Have you ever considered a city

of more than two million people

half of whom are literally starving to death?

Human flesh is meat too.

How long can a taboo

stand up to sheer necessity?

The Return occupies that odd grey area between fiction and memoir. Many of the observations are cogent, but some are banal, as is, sadly, some of the imagery. Is Laferrière at a loss because he’s overwhelmed, or because he’s been away too long? Maybe the old truism is false: you can go home again, but can you make the return into poetry?

It is ironic that Laferrière is on much surer literary ground when writing The World is Moving Around Me, his journal of the physical and psychological destruction wrought by the 2010 Haiti earthquake. “Life seems to have gotten back to normal after decades of trouble,” it begins, before outlining Haitian normality: laughing girls, painters of naïve canvases, women selling mangoes. Laferrière is there for a literary festival, and his optimism (“literature seems to have supplanted politics in the public mind. Writers are on television more often than elected officials”) is immediately shaken when, as he is sitting down to dinner, the ground shakes and he hears “the low roar of buildings falling to their knees.”

He records everything he sees and hears in the aftermath, spending that first night listening for the crow of the roosters, and he notes, “the city was filled with a disciplined, generous, and restrained crowd.”

After the earthquake, he relates how some Haitian exiles wanted to have been there, and their shame at having missed it: “He even imagined himself buried in the ruins.

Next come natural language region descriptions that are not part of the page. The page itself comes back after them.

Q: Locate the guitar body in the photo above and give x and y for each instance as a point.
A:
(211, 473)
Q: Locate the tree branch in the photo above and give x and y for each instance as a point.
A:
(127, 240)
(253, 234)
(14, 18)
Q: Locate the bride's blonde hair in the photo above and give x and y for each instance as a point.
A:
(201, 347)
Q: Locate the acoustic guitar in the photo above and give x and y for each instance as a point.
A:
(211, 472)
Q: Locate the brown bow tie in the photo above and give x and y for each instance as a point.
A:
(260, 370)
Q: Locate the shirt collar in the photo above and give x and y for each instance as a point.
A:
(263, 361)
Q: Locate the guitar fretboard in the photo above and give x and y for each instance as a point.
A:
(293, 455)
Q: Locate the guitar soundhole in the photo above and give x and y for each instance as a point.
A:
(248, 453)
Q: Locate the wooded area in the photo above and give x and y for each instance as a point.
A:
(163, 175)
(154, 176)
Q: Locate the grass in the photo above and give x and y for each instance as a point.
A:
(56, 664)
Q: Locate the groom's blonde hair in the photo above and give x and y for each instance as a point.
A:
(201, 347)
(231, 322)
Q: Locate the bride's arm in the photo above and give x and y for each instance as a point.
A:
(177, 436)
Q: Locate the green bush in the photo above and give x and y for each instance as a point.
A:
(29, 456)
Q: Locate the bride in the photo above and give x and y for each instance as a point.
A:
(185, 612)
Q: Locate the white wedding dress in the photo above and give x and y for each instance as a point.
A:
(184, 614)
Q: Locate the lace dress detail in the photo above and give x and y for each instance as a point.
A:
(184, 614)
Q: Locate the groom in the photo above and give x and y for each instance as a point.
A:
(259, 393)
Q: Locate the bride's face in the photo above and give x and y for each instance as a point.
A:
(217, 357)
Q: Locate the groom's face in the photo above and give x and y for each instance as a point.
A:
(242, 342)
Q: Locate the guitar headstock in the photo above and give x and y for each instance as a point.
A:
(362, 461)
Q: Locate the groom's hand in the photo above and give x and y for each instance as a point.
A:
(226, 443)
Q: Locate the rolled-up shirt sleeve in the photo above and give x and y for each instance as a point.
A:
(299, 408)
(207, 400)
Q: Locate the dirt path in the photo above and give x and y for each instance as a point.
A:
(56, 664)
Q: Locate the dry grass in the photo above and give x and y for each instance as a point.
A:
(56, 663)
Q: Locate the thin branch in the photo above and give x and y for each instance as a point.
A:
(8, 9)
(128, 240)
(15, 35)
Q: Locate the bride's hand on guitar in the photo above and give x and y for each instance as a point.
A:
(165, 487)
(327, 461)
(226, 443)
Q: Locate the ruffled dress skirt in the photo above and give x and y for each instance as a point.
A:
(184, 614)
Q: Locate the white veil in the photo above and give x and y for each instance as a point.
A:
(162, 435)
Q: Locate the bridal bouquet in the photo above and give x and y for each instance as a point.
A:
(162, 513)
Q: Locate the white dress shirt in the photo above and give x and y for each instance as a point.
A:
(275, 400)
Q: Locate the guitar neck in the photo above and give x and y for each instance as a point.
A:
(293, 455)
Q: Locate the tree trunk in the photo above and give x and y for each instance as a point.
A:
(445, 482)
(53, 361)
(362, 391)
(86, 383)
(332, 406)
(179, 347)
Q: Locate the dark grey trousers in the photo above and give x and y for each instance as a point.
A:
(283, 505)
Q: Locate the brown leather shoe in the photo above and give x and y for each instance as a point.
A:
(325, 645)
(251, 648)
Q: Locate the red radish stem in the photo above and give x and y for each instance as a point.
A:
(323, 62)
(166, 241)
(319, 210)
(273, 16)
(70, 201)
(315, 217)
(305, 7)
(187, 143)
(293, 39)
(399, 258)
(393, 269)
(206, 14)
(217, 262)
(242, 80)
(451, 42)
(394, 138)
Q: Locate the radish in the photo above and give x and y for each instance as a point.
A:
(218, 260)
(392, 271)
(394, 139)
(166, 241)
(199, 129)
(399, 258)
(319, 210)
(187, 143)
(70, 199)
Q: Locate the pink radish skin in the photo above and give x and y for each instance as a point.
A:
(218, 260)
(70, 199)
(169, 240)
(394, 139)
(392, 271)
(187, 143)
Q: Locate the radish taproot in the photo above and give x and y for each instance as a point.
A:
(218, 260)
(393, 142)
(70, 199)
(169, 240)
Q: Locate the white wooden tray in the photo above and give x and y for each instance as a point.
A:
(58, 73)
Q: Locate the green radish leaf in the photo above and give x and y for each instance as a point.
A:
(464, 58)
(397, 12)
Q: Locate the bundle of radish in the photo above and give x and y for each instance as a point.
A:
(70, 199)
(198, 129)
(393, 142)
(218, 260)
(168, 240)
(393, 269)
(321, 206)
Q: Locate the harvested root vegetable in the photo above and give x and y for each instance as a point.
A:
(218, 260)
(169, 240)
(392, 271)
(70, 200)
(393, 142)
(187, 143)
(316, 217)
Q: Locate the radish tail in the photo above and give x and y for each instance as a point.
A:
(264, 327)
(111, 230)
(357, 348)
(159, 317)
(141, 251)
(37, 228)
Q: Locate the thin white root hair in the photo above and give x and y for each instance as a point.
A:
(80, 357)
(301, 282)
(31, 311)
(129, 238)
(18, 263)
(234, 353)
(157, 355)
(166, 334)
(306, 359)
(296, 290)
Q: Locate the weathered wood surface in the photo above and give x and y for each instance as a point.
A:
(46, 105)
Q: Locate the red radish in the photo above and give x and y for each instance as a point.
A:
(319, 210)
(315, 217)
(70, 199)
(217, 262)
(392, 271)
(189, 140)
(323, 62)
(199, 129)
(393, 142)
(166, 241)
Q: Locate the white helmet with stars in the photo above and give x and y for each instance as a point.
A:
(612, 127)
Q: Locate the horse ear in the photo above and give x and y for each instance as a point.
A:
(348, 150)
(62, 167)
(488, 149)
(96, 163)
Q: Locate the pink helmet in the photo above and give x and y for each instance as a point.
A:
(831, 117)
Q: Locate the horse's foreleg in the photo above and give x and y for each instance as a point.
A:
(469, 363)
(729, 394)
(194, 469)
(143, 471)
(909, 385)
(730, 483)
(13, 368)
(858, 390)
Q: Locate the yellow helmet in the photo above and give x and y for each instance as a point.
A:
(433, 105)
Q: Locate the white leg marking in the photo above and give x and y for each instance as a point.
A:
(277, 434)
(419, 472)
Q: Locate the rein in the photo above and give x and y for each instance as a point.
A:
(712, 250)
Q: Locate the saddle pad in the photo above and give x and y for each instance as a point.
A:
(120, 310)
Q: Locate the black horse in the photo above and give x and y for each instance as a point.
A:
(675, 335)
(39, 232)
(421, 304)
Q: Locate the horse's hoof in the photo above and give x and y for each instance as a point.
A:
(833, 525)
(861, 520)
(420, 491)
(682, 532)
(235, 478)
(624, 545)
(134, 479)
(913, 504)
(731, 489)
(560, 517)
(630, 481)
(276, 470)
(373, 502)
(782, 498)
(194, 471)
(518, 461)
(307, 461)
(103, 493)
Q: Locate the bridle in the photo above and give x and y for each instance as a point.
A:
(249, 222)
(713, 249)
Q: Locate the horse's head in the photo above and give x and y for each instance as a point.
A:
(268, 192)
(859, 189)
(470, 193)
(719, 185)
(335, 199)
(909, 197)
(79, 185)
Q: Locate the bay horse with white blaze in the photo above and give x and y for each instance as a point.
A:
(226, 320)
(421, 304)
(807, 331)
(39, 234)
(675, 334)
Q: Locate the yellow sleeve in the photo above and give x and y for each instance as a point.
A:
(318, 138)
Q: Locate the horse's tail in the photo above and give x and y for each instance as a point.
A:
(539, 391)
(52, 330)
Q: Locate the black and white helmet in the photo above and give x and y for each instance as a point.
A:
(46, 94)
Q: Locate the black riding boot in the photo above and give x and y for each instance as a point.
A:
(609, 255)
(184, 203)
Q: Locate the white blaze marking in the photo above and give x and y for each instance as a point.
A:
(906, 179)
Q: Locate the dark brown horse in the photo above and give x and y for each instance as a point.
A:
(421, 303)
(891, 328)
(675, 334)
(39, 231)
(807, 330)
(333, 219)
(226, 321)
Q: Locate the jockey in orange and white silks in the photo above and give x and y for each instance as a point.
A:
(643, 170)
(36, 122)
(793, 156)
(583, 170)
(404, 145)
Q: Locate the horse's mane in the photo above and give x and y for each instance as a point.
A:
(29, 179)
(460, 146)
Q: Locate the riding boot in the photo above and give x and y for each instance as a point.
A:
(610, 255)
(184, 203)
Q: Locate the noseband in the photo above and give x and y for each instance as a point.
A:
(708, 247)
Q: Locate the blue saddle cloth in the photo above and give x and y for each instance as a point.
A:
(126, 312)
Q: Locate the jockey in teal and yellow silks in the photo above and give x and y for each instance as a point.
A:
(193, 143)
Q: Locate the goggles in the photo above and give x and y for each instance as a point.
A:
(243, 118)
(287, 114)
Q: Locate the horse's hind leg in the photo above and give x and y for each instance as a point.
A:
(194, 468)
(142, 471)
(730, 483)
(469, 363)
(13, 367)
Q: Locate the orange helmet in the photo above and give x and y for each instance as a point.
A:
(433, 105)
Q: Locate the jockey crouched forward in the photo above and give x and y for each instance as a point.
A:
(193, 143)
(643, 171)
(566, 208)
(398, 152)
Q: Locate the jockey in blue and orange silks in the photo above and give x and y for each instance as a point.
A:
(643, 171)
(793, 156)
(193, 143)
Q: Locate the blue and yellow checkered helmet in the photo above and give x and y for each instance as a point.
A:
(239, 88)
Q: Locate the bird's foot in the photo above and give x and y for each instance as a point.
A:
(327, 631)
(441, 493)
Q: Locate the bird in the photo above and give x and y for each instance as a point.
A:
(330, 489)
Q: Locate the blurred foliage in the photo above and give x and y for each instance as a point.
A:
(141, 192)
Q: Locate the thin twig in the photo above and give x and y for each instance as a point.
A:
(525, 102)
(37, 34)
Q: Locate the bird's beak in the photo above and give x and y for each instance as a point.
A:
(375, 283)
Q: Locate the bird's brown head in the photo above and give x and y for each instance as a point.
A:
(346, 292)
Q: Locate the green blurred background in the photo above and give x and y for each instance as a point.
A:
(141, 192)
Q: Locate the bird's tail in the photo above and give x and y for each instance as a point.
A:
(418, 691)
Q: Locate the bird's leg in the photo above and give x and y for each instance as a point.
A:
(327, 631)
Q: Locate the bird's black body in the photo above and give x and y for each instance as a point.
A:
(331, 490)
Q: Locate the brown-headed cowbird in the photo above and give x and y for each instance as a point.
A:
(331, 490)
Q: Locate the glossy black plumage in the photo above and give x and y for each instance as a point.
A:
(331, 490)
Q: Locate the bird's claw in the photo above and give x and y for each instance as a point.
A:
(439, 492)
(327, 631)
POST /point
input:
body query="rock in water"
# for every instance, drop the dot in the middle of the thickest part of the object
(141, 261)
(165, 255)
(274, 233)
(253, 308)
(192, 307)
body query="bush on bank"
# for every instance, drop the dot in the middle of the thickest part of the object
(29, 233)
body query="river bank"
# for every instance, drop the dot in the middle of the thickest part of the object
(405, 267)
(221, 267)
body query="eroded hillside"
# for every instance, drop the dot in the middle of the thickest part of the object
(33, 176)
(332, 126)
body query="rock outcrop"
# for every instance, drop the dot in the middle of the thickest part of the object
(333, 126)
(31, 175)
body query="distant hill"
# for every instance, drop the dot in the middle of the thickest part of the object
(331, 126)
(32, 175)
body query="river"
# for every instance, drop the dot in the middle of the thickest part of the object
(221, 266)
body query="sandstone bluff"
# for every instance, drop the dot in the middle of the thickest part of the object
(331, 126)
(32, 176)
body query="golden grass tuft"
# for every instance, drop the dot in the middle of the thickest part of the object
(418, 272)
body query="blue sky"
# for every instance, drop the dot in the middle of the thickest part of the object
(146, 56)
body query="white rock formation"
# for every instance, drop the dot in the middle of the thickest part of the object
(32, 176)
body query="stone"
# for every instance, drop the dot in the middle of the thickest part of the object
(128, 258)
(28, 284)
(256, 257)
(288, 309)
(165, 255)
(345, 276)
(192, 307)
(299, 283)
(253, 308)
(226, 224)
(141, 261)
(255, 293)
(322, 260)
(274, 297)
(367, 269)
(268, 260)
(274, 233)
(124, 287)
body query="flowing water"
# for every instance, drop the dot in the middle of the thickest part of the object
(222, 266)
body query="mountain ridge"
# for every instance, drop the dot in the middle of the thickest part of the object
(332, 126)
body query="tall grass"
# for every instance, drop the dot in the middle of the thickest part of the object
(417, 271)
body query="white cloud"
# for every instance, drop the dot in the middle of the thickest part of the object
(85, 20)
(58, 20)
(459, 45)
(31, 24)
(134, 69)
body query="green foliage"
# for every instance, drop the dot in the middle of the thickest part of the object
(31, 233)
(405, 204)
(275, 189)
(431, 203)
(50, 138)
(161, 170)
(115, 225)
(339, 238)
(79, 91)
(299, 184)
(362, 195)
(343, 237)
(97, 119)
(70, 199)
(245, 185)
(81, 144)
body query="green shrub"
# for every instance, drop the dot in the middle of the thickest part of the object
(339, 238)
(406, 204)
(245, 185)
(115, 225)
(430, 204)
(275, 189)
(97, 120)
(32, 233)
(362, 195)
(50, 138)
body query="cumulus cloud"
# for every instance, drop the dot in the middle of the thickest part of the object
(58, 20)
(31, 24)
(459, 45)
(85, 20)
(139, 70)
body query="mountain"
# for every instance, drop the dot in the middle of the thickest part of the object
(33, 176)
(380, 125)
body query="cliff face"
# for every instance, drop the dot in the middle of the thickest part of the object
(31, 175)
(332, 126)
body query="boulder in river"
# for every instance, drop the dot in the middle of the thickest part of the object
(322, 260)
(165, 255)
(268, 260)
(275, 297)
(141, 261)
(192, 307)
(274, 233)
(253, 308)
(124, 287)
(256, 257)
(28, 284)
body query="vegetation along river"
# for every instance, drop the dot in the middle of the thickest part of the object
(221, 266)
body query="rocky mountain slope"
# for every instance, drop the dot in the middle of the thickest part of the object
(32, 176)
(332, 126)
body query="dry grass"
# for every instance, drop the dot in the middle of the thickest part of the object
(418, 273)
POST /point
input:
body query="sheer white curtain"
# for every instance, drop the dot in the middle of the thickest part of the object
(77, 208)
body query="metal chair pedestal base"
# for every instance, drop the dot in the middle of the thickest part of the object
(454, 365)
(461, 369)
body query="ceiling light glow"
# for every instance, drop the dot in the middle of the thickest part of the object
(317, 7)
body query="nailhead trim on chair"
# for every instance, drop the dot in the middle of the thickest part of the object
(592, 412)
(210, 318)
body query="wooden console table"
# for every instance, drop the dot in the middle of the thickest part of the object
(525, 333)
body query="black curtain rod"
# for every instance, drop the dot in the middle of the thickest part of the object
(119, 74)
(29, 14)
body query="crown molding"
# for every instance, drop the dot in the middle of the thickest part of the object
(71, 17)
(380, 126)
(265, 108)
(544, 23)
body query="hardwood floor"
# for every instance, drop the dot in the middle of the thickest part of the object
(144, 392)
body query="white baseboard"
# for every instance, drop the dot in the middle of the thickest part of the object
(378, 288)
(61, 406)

Do we need to remind him that those who died desired only to live? They don’t want his presence at their side.”

He notes angrily that the first world uses the earthquake to reimagine Haiti as “a cursed country.” After Duvalier, Haiti became a byword for corruption, and now, just as it was getting a sense of itself again, the ground fell out from under it and it reclaimed its spot as cursed. “Some Haitians, at the end of their rope, are even starting to believe it. You have to be really desperate to accept the contempt that others have for you.”

Oddly, the memoir of the earthquake feels more personal than the family-ridden The Return. Laferrière owed his publisher a book, and he states, “I made up my mind not to let the earthquake upset my schedule.” One is left wondering: was it the suddenness of the tragedy that prompted such good reportage, and is it a better memoir than The Return because earthquakes are not “The inevitable phone call/that every middle-aged man/one day will receive./ My father has died”?